移転価格税制の勉強の過程。実務のヒントを探しています。

無形資産の定義の勉強②

前回の記事の続き。「無形資産の会計上の定義と、移転価格税制上の定義は同じなのか、それとも異なるのか?異なるとすれば、どこが異なるのか?」について、勉強する。

tpatsumoritaira.hatenablog.com

目次

 

3. 結局、違いは?

前回の記事で、会計上の無形資産、移転価格税制上の無形資産は以下の通りであることを見てきた。

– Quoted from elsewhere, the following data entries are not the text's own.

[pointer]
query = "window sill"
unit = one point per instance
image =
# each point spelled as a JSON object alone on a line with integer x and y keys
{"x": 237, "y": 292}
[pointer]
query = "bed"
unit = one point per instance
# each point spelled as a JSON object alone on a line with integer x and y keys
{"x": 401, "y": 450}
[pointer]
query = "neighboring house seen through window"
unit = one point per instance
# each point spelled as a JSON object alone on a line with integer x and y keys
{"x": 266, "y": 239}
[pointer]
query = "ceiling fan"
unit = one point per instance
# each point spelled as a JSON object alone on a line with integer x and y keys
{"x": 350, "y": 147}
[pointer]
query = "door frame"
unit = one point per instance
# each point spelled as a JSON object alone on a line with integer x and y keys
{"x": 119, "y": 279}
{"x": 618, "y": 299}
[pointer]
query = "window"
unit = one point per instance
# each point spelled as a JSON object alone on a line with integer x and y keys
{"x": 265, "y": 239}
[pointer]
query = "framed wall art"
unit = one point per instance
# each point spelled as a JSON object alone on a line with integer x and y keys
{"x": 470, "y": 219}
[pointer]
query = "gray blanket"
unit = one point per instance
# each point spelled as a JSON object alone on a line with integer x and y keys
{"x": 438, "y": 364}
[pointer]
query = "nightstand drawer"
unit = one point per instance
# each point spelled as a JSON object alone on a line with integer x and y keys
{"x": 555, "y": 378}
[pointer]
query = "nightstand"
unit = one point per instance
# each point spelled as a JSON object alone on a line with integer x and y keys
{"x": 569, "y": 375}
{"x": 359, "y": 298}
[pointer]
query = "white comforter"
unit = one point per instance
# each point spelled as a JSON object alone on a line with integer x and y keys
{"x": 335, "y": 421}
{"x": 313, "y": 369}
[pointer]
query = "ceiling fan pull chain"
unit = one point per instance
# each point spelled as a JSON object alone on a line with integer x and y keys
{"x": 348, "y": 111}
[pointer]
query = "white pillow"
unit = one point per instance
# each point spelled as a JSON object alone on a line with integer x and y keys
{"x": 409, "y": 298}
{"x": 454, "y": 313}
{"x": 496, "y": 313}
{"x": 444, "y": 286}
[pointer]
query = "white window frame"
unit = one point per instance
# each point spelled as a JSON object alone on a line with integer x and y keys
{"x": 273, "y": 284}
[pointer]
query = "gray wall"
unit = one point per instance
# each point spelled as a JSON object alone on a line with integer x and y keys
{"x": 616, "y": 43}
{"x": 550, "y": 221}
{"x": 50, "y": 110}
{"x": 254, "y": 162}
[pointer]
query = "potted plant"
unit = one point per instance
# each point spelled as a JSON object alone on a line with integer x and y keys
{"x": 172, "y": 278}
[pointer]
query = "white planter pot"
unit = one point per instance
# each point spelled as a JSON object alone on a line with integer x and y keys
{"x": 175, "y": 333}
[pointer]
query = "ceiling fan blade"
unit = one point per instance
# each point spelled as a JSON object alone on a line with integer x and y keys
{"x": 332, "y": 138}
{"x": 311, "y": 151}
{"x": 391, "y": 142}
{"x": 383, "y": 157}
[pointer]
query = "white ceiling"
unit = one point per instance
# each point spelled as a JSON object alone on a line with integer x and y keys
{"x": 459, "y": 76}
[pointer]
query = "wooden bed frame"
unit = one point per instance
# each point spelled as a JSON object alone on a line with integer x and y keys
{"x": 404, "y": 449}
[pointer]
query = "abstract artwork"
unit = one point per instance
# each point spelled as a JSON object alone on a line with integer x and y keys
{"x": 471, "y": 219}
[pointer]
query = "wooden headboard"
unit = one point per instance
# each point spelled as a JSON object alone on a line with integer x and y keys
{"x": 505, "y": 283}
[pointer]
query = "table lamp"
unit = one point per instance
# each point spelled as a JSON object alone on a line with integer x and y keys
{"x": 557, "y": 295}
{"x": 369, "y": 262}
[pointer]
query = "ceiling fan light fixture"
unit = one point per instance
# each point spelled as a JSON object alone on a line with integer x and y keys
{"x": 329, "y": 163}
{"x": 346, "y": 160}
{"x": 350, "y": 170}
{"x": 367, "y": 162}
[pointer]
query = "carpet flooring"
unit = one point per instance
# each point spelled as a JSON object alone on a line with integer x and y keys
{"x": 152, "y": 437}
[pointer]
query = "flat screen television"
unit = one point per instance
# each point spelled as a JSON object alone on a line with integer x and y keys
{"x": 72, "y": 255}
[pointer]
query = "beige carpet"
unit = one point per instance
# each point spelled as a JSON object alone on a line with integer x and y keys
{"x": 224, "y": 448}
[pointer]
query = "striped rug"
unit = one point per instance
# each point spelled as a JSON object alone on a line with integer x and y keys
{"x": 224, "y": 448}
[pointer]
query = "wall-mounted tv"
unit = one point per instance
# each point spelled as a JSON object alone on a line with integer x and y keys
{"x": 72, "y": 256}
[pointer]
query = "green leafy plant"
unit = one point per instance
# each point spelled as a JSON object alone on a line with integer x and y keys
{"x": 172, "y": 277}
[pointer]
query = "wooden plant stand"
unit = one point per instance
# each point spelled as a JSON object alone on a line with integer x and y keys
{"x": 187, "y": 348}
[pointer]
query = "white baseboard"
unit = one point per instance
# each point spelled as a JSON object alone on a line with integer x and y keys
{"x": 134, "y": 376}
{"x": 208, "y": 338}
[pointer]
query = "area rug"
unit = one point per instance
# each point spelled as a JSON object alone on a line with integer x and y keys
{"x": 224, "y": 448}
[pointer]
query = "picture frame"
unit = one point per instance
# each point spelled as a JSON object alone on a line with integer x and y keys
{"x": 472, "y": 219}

  • 会計上(企業結合会計基準上)認識される無形資産:「法律上の権利など分離して譲渡可能な無形資産」
  • 移転価格税制上の無形資産:「有形資産及び金融資産以外の資産で、独立の事業者の間で通常の取引の条件に従って譲渡・貸付け等の取引が行われるとした場合にその対価が支払われるべきもの」

会社の資産を「分離」して他者に「譲渡」するのであれば、当然対価を取ると考えれば、会計と移転価格の定義には実質的な差はないように感じる。

しかし、会計上、のれんは「取得原価の配分残余」として無形資産とは明確に別扱いされるのに対して、OECD移転価格ガイドラインでは「独立企業間で支払われる対価の重要かつ金額的に大きな部分は、のれん及び継続事業価値などに係る何らかの対価を表すかもしれないことを認識しておくことは重要である。同様の取引が関連者間で行われる場合、そのような価値は当該取引の独立企業間価格の算定において考慮されるべき」とされており、独立企業間価格にのれんが含まれるのであれば、関連者間でも当然考慮に入れられるべきというスタンスのように読み取れる。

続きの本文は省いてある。